In June, I ran across a youtube video of all things of a recent adoption. At first it grabbed my attention because it was an African adoption, and Africa has become such a big part of our daily life. Then as I watched it, I saw the precious little girl’s name was Lucy Lane–Lucy being the name I always wanted to name a little girl it made me smile (it was actually the special name I gave my first precious Chinese friend the the year I lived in China doing mission work…after she prayed to receive Christ with me she said she wanted a new name–and Lucy it was…and the name has been precious to me every since.) Her youtube video had me in tears and the next day I was at the Christian bookstore looking for good reads on adoption where I picked up the book “Adopted for Life” and also sent it in my husband’s carry-on bag to his recent trip to Africa:) Another thing that encouraged me about this family’s story was that they had 4 children around the same ages of our kids ages before adopting. Seeing their family interact together helped us see the beauty of letting the children be the same ages and grow up together—as brothers and sisters.
Lucy Lane’s video…
After reading “Adopted for Life”, I began to really grasp the beauty of adoption and the Gospel. Before accepting Jesus as my Savior, I was an orphan. I lived my own way and truly–I was lost. When I prayed to receive Christ and He adopted me as His daughter, I not only became His–but I also became a heir of His throne. I am really, really His! He is my Father, and no longer can I live like an orphan. How beautiful the gospel is and there is no more beautiful picture of God’s love for us than the miracle of adoption here on Earth. There is a fourth child of mine out there–and I will fight for him/her. He will be ours. He will be a part of our family. And we want him rescued as quickly as possibly so he can finally be home. We want him now, so he can grow up with his brothers and sister. And so he can experience our love, our home and a life with our family. This is the same thing God offers to us. He longs to care for those who have not yet been adopted–and through families those who have. He calls each of us to Him…so we can experience life with Him and with our other brothers and sisters in Christ. This is the miracle of adoption.

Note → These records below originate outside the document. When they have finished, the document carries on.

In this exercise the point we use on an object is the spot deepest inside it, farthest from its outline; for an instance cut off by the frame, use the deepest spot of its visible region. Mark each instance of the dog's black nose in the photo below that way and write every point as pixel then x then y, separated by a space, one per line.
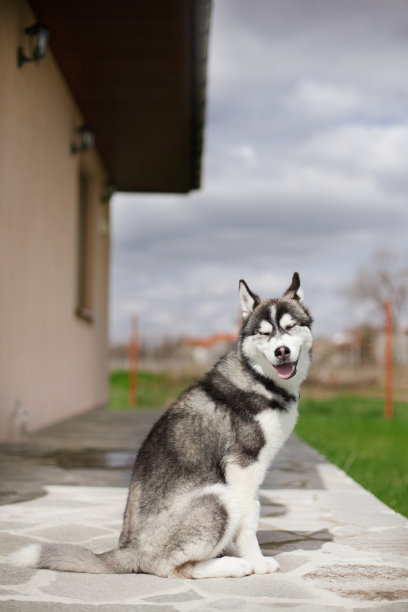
pixel 282 352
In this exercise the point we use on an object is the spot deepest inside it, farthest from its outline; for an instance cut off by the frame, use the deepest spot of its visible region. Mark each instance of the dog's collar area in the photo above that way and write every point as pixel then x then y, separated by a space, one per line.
pixel 286 370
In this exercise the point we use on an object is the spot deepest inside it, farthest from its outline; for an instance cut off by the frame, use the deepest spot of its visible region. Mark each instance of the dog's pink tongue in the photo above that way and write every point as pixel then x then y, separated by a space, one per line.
pixel 285 370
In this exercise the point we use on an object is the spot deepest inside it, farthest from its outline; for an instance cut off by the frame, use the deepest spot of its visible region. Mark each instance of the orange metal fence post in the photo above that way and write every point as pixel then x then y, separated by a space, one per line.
pixel 133 363
pixel 388 362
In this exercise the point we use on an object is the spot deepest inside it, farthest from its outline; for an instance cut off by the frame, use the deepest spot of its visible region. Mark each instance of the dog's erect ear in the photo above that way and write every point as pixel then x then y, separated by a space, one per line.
pixel 295 291
pixel 249 300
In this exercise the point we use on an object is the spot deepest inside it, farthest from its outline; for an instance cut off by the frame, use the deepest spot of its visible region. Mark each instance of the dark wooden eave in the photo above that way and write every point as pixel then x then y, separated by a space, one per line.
pixel 137 70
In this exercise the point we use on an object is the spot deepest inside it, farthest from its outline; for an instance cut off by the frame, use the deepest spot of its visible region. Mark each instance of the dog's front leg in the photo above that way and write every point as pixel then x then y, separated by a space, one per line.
pixel 245 488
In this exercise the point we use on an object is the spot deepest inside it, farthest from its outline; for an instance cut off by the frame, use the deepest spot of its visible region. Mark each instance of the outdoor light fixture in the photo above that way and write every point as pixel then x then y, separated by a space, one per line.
pixel 109 189
pixel 39 36
pixel 86 139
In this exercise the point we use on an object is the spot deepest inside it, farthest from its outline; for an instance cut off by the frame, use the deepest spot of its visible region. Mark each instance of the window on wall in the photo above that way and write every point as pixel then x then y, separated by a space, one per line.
pixel 85 244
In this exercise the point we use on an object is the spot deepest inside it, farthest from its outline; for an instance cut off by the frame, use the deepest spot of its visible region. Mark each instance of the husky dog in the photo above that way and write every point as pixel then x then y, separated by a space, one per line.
pixel 193 495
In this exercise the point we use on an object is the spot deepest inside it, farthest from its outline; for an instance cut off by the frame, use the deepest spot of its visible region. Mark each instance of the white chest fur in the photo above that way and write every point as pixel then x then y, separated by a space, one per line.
pixel 276 426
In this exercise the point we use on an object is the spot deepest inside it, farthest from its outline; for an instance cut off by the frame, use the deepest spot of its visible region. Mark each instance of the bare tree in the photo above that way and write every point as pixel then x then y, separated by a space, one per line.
pixel 384 277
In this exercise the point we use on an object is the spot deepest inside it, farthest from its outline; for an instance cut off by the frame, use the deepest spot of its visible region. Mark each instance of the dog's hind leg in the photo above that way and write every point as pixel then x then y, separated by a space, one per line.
pixel 201 526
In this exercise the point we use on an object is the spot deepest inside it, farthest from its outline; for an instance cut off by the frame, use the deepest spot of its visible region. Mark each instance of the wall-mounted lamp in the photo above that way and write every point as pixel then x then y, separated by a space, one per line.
pixel 109 189
pixel 86 139
pixel 39 36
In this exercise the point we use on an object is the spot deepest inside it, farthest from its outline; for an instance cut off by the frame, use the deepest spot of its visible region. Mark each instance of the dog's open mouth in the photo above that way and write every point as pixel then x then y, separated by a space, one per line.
pixel 286 370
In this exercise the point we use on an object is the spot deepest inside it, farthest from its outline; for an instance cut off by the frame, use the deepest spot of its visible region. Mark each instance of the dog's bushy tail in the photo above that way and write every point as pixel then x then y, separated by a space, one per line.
pixel 73 558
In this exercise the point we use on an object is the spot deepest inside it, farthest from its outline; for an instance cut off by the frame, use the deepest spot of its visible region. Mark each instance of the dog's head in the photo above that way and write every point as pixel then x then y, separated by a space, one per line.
pixel 276 337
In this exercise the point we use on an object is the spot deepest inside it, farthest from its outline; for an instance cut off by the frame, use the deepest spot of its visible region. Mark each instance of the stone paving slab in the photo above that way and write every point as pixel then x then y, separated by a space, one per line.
pixel 339 548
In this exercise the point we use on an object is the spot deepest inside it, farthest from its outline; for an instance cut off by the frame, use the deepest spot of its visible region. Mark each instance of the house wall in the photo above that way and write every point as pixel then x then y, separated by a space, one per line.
pixel 52 361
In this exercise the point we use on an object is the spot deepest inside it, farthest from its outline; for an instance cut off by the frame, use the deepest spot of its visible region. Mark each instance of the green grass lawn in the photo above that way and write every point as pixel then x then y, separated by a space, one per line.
pixel 154 390
pixel 349 430
pixel 352 432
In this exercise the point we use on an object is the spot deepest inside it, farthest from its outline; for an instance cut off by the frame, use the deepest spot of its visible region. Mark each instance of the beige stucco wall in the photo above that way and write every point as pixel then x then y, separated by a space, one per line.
pixel 51 360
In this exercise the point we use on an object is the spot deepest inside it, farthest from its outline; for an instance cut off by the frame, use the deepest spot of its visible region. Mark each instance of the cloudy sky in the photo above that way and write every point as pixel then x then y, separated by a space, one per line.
pixel 305 168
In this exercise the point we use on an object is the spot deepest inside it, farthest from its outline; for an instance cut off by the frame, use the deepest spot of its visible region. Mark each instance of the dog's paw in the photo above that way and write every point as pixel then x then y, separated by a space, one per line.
pixel 265 565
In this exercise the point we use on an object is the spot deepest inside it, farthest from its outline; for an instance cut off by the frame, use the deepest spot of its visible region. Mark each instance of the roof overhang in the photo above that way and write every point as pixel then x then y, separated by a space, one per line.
pixel 137 70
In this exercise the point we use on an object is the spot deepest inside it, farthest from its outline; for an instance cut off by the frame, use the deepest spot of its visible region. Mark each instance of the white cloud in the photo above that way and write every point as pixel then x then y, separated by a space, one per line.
pixel 305 169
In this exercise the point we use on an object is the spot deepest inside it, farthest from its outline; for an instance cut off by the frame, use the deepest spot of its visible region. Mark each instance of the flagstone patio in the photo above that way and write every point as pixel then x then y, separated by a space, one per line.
pixel 339 548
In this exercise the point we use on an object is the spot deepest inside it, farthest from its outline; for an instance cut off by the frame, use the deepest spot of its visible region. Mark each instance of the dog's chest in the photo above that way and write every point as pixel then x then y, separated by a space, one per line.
pixel 276 427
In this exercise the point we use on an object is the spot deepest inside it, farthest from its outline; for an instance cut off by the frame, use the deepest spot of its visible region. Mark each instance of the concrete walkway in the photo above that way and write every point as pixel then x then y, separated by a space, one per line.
pixel 339 548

We know that some will support our journey. We know others will not agree with our adopting. We know that there is need all over the world and even our own country–and we also have held our hands open and asked the Lord to lead us wherever He desires. Time and time again, He has led us to Africa and now specifically to Ethiopia. We also know we have to keep our eyes focused on God and follow where He leads our hearts…and leave the rest to Him.

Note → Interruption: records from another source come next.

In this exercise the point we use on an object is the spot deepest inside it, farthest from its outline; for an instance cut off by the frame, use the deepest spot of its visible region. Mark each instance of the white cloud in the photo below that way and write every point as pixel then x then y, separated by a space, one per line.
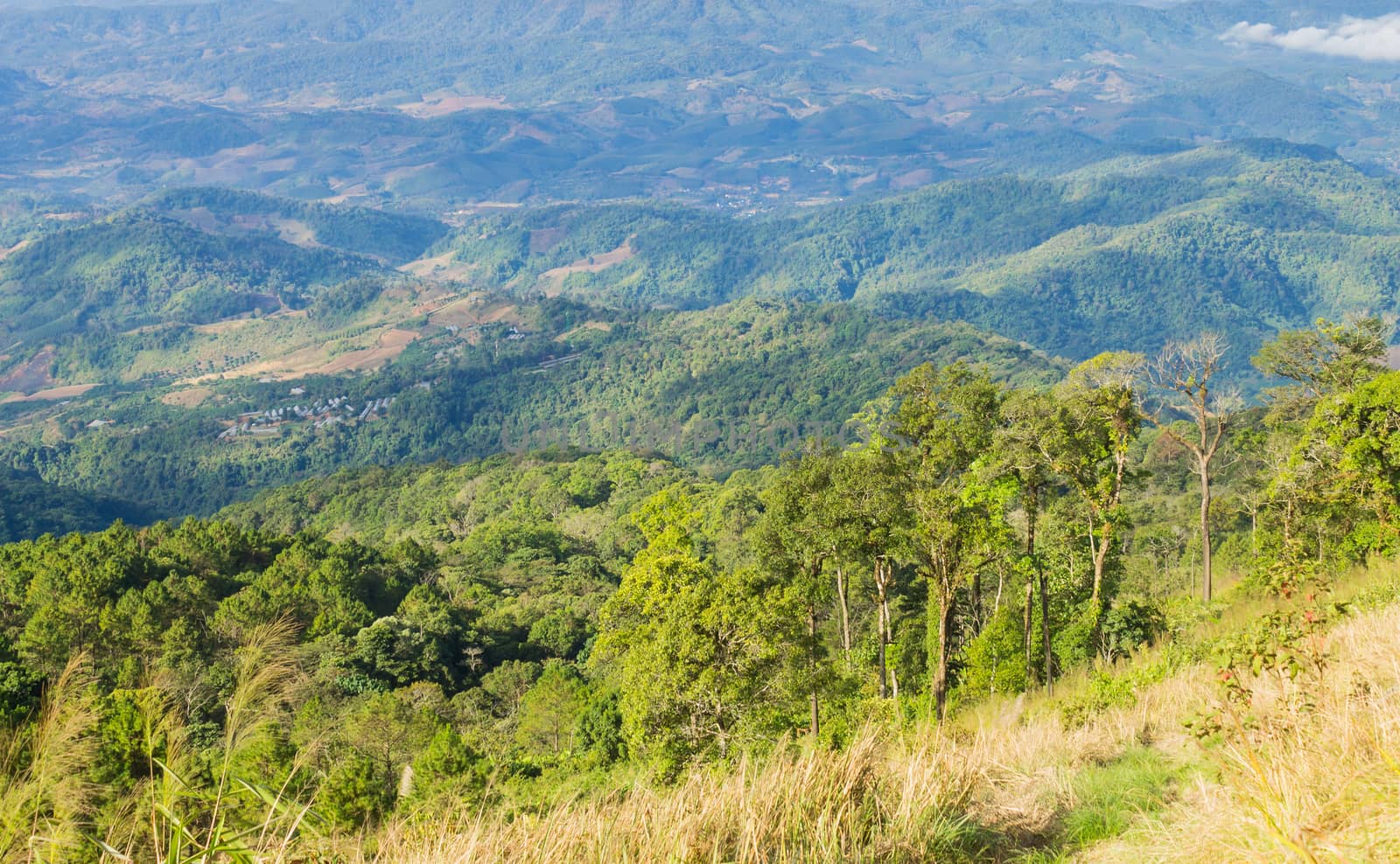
pixel 1360 38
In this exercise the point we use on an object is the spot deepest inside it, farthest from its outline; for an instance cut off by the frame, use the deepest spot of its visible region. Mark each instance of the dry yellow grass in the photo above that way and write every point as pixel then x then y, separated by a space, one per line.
pixel 1320 784
pixel 1323 786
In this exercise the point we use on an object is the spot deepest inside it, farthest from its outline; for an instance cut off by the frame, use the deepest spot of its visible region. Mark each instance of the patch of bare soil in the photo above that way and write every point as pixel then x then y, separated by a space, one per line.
pixel 552 282
pixel 188 399
pixel 52 394
pixel 32 375
pixel 434 105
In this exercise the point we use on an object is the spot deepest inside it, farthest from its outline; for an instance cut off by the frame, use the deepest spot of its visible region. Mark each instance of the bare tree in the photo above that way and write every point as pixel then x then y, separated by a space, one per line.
pixel 1185 373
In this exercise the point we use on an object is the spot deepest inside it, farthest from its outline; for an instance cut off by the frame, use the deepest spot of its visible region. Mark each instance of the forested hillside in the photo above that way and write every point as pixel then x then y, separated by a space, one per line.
pixel 359 660
pixel 723 389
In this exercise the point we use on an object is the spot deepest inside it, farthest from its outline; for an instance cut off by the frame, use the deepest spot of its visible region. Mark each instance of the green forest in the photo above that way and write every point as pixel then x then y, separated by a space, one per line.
pixel 332 665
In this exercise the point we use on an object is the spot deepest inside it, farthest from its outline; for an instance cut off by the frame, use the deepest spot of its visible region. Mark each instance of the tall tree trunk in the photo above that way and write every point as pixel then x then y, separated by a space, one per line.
pixel 881 586
pixel 1206 527
pixel 945 621
pixel 976 603
pixel 1028 628
pixel 1101 558
pixel 846 614
pixel 811 658
pixel 1045 625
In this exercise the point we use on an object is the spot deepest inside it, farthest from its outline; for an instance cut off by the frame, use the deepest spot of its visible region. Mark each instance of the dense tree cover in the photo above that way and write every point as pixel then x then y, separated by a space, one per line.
pixel 487 631
pixel 30 506
pixel 137 268
pixel 452 651
pixel 1280 233
pixel 356 229
pixel 720 389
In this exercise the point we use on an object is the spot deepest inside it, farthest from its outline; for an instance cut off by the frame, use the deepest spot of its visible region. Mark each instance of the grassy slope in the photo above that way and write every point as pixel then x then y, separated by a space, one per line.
pixel 1014 780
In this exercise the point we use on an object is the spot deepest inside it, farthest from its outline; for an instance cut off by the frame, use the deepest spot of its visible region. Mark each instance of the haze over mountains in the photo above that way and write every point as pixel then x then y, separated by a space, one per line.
pixel 746 105
pixel 203 205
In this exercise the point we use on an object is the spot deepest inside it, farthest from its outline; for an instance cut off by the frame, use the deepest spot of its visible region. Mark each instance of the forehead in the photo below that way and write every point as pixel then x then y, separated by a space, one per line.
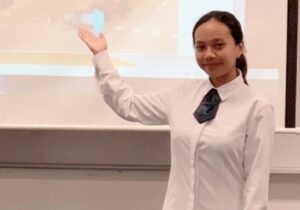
pixel 212 30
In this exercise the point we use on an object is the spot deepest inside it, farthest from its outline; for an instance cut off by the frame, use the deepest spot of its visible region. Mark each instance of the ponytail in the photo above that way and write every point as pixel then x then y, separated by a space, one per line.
pixel 241 63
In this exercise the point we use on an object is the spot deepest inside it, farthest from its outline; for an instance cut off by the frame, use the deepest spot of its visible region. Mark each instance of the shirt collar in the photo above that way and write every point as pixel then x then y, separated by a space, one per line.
pixel 228 89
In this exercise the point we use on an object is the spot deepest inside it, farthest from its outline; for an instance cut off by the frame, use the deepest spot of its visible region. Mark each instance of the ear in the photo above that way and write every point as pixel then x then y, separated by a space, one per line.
pixel 240 49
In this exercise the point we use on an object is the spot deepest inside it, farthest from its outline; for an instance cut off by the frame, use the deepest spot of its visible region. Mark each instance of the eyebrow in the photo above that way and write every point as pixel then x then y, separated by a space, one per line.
pixel 214 40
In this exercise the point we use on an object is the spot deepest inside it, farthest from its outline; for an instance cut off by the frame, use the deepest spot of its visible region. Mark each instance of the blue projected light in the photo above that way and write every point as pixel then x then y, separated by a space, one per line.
pixel 95 19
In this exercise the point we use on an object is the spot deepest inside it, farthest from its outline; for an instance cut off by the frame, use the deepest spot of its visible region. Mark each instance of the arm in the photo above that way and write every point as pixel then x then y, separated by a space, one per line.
pixel 150 108
pixel 258 149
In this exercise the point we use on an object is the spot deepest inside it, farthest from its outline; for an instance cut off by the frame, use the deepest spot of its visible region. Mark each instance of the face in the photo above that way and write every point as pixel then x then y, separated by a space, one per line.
pixel 216 51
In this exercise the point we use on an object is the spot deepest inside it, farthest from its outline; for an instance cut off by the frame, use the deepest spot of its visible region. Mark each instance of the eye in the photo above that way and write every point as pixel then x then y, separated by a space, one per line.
pixel 219 45
pixel 200 48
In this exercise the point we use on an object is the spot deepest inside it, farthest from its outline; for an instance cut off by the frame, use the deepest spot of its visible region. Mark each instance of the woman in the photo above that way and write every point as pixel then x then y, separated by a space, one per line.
pixel 220 149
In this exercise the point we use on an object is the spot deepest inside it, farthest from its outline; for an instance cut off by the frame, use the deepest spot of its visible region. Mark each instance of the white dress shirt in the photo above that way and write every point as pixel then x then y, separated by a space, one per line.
pixel 221 164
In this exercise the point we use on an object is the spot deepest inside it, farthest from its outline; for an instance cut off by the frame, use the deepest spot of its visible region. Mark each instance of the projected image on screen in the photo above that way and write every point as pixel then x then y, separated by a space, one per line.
pixel 149 38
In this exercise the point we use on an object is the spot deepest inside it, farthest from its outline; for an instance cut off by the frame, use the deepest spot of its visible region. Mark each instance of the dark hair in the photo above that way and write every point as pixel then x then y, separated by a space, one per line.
pixel 236 32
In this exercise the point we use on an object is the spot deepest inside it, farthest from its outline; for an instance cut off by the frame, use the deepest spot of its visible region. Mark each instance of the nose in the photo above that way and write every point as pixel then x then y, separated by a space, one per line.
pixel 209 53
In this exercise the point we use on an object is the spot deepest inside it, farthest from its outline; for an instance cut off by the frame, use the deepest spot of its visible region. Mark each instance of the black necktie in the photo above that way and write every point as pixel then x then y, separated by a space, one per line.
pixel 208 107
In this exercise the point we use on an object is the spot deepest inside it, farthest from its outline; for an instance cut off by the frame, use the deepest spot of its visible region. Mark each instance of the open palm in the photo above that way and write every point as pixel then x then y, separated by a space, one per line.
pixel 94 43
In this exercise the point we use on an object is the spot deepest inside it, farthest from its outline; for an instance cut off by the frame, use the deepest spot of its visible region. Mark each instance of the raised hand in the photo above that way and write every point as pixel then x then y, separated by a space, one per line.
pixel 94 43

And to the sweet soul who will one day read this blog and how our journey began, we love you dearly. We can’t wait to meet you, hold you and love you. We truly believe God created you for a purpose and to be in our family–and then it will be complete. I carried your brothers and sister in my tummy—but I carried you in my heart. We will do whatever it takes, how long it takes to bring you home—because you are OUR child. Praying for you…now and always.